Elias Christian Thorvald Krak (12 June 1830 - 6 November 1908) was a Danish road engineer who headed the Department of Physical Planning (stadskonduktør) for 40 years in the City of Copenhagen and published the first City directory for Copenhagen.

Early life
Krak was born in Copenhagen to navigator Hans Andersen Krak (1789–1844) and Karen Sophie Lind (1800–77). His last name comes from his ancestors farm Krakkegård at the end of Røstadvej between Rø and Gudhjem on the island of Bornholm. Thorvald Krak used the spelling "Krack" until 1890 as a result of an error in the church records. He went to school in Maribo and later received a military education in Copenhagen where he became a lieutenant in the engineering troops in 1850 and a senior lieutenant in 1853.

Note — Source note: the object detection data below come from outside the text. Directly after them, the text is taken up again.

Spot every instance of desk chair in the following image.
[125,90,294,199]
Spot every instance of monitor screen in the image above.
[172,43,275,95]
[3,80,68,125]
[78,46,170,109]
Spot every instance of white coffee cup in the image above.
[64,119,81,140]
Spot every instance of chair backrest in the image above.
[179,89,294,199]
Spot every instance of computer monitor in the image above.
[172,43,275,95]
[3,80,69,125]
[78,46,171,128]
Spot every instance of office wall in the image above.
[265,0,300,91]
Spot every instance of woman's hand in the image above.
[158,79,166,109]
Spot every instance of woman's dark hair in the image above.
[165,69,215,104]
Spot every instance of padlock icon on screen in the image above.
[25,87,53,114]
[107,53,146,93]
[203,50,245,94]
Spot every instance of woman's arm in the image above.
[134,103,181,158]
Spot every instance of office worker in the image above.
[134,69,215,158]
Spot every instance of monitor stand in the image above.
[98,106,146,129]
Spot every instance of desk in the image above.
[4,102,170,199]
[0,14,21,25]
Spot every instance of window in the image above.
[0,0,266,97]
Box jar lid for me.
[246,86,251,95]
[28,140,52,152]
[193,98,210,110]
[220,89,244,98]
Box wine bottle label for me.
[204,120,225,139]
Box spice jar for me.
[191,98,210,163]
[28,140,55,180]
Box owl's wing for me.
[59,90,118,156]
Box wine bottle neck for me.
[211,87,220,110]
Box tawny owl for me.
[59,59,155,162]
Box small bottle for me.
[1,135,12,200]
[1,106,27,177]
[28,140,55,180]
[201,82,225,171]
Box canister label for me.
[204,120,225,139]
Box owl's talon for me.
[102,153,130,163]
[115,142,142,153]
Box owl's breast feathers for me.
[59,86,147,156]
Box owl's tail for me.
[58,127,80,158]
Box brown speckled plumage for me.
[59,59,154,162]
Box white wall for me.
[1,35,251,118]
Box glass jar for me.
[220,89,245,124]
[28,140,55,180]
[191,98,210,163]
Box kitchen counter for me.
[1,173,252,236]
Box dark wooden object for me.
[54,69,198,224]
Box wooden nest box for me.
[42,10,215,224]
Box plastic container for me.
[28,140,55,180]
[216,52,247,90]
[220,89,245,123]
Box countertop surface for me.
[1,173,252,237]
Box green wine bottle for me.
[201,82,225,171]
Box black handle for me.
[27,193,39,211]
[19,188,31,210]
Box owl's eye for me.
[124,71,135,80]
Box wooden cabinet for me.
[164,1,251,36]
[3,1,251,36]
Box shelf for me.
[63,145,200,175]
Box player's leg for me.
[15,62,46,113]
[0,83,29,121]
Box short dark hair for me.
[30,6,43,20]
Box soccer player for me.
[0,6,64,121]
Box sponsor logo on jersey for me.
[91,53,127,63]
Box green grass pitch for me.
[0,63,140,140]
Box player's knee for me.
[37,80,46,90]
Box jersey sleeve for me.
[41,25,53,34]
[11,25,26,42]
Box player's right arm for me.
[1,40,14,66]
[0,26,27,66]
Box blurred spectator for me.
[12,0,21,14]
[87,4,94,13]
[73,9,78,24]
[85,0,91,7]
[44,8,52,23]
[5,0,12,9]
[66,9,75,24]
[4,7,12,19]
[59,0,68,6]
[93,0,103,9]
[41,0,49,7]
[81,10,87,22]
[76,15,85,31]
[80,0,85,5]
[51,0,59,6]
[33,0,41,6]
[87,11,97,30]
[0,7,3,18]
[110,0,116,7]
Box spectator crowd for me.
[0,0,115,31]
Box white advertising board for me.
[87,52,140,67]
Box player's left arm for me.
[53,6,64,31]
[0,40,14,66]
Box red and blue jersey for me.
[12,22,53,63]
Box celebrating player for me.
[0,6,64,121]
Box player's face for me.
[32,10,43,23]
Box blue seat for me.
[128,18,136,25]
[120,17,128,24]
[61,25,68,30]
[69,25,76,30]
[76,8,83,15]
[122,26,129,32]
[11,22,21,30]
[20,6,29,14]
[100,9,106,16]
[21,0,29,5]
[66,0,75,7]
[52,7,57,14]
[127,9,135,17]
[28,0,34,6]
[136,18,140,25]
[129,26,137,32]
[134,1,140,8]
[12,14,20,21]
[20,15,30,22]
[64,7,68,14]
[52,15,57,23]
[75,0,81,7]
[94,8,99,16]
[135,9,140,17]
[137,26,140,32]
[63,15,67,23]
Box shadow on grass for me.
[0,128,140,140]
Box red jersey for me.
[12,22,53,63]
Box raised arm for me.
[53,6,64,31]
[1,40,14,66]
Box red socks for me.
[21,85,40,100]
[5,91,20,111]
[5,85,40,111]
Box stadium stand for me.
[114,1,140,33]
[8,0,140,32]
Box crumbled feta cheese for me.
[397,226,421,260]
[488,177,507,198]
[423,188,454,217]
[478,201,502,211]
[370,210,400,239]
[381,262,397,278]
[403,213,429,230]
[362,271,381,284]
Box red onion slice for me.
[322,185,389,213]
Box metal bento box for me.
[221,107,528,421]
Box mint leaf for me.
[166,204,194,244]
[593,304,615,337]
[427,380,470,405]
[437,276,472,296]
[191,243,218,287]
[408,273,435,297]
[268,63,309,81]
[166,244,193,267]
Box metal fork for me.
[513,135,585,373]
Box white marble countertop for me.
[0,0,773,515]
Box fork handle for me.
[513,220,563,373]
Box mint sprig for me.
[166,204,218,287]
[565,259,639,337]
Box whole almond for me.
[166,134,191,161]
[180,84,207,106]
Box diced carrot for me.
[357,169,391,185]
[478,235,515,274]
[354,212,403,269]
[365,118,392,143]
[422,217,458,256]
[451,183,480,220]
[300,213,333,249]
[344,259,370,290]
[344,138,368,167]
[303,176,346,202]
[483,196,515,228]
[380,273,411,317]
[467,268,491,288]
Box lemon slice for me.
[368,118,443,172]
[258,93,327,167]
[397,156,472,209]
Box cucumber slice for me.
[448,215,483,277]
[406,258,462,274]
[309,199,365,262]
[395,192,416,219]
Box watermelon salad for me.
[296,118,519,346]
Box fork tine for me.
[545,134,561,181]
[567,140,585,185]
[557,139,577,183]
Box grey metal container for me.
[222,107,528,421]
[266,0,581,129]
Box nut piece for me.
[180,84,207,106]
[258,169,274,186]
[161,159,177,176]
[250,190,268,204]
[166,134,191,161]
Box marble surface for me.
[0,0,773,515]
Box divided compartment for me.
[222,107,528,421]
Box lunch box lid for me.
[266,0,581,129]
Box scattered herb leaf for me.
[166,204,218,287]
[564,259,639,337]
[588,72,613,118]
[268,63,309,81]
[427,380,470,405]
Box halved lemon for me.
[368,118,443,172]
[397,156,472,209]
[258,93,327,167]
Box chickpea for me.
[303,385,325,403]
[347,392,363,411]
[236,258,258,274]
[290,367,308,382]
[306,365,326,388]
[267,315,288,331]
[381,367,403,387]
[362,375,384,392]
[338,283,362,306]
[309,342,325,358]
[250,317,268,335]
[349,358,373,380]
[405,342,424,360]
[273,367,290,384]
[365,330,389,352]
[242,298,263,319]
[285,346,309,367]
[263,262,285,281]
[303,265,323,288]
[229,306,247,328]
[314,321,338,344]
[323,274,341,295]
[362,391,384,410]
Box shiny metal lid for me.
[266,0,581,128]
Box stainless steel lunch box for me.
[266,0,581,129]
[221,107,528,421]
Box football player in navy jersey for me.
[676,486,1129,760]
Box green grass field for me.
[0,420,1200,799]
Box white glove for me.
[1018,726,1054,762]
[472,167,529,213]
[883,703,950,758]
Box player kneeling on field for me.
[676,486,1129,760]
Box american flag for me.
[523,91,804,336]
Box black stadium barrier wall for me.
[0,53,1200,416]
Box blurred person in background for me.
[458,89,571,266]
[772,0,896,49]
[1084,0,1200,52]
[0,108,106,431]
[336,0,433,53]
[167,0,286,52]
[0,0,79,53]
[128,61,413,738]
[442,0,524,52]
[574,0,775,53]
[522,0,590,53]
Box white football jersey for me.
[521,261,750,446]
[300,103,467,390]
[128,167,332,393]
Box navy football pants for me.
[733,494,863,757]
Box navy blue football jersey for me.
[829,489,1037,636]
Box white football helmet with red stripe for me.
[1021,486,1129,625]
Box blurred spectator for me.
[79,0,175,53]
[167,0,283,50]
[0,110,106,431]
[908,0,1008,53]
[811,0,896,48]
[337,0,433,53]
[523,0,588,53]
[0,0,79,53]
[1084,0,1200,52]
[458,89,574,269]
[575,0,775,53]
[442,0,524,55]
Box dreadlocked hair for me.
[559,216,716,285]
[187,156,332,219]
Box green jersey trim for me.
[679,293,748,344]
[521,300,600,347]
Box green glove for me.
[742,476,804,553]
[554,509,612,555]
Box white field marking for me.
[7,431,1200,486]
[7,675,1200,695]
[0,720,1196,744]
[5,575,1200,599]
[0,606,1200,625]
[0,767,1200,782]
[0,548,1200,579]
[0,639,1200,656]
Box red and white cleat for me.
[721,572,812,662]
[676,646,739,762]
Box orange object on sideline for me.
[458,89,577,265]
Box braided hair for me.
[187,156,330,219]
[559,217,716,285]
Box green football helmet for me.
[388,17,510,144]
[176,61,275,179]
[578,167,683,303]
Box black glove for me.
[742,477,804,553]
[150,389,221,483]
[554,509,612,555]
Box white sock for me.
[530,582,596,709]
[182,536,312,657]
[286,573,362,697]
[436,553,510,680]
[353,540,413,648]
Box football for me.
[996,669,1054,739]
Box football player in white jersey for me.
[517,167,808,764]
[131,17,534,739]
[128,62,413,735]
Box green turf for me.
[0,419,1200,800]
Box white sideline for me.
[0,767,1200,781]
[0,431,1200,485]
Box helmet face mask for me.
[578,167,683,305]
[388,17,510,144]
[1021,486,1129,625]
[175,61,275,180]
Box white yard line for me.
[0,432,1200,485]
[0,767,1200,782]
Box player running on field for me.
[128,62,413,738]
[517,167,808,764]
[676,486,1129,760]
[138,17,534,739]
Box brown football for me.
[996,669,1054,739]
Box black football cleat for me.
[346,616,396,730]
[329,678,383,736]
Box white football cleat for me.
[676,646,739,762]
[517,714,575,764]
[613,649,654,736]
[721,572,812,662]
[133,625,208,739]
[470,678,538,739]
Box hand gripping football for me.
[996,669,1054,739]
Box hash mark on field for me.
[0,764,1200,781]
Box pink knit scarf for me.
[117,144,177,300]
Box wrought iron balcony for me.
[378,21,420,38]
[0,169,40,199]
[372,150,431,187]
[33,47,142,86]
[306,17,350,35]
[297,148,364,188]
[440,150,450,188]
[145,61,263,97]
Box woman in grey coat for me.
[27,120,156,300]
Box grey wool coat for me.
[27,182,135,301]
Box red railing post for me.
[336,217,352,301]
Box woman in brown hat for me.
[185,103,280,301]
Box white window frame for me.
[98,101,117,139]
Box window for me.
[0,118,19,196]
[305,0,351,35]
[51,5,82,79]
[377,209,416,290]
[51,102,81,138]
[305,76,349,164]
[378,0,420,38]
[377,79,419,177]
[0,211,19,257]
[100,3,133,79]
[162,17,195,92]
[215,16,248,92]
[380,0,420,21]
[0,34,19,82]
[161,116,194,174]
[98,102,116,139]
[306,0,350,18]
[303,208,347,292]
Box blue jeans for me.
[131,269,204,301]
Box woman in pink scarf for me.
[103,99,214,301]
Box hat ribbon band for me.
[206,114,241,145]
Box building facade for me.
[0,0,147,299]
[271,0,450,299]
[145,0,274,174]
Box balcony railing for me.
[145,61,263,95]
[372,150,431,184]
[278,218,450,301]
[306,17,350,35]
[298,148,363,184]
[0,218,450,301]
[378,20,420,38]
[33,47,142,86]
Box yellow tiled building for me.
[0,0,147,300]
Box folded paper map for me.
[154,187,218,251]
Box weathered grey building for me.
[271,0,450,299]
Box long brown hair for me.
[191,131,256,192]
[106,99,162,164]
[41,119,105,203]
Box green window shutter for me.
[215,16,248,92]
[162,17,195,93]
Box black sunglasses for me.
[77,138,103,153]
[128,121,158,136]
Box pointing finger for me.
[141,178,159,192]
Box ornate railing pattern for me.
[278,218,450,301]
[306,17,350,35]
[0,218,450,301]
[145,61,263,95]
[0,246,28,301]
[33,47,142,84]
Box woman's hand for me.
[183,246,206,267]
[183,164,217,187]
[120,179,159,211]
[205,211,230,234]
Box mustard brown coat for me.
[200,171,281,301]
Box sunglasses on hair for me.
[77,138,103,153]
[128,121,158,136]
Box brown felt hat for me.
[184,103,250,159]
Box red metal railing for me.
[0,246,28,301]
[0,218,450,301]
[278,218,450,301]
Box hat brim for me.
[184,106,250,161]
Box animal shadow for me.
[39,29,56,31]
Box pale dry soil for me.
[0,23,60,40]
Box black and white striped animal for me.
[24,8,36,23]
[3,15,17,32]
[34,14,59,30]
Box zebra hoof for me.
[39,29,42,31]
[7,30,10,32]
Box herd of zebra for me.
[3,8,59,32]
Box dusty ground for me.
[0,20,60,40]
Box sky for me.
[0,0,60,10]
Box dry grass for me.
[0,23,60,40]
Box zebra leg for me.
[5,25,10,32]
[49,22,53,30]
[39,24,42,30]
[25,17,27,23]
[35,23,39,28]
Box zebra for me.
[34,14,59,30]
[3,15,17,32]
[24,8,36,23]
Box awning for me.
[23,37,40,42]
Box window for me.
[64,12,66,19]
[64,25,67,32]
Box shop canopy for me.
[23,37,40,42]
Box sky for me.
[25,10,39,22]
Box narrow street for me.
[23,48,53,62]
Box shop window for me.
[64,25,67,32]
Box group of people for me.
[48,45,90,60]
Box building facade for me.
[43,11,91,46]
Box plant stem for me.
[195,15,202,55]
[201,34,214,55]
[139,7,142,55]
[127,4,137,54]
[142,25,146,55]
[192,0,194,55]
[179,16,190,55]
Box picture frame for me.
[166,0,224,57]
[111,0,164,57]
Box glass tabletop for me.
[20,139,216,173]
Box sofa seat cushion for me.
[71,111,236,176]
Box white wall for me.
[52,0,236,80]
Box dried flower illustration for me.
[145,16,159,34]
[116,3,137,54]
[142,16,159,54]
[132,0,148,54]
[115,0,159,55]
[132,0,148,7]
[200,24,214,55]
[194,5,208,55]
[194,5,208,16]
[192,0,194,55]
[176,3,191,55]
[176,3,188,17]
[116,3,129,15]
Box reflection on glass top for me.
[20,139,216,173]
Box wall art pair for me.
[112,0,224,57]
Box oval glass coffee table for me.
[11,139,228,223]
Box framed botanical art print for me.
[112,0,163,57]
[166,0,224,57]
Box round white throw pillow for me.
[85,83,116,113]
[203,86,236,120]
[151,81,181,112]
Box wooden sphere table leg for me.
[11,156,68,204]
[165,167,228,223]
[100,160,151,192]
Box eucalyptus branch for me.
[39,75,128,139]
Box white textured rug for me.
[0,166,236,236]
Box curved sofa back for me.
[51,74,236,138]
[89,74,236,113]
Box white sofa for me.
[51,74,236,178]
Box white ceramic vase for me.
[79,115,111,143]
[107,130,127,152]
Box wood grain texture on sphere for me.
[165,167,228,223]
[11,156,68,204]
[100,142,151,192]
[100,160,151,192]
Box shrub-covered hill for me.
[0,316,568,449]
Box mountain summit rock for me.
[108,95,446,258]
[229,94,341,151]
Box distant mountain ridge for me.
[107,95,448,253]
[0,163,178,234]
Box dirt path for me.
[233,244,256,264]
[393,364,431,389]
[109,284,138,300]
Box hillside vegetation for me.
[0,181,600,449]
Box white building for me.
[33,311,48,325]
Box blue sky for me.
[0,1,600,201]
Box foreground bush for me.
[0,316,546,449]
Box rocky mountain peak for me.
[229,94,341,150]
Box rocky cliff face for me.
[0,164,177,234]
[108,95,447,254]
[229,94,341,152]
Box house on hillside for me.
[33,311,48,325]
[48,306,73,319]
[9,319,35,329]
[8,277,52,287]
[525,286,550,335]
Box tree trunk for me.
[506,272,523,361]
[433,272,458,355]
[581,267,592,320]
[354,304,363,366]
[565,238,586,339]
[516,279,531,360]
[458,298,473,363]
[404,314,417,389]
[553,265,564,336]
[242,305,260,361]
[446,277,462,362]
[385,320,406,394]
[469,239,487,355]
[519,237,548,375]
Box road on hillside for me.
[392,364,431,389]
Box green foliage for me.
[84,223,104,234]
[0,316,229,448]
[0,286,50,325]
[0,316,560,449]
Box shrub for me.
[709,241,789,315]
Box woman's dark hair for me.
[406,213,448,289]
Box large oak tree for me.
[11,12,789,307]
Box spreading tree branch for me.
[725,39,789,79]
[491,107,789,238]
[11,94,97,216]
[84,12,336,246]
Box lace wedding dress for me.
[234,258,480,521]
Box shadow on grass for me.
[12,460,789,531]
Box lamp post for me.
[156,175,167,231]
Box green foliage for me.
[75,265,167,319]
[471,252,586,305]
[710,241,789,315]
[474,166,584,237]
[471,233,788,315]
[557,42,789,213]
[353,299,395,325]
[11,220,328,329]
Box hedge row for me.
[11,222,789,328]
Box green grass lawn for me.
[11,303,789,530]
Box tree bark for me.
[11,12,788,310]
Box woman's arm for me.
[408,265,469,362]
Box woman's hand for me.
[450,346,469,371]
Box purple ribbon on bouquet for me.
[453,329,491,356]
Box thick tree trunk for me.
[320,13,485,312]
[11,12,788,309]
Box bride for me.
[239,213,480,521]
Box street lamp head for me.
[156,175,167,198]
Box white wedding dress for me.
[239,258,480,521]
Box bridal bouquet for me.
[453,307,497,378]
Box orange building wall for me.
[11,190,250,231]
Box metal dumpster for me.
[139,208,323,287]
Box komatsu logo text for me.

Work for Copenhagen Municipality
In 1858, just 28 years old, he was appointed to stadskonduktør in Copenhagen and resigned from the army with status of captain. In 1859 he instigated systematic address numbering and in 1860–66 he surveyed all taxable properties in the city.

Krak resigned from his position as stadskonduktør in Copenhagen in 1898.

Krak's City Directory
In 1862, Krak was awarded a license to publish a city directory for the Greater Copenhagen area.  The work had been instigated by Hans Holck in 1770 but had only been sparsely updated for decades.  He completely reorganized and modernized the publication with inspiration from foreign capitals before publishing his first city directory in 1863. In 1902 he passed the publication of Kraks Vejviser (Krak's Road Directory) on to his son Ove Krak, who was a physician.

Personal life
Krak married Charlotte Henriette an. der Recke (27 November 1828 - 30 May1897) on 16 November 1858 in the Garrison Church in Copenhagen. She was the daughter of senior lieutenant and later Road Inspector Gengeal on Funen Peter Blankenborg Prydz van der Recke (1793–1847) and his wife Caroline Cecilie Petersen (1795–1868).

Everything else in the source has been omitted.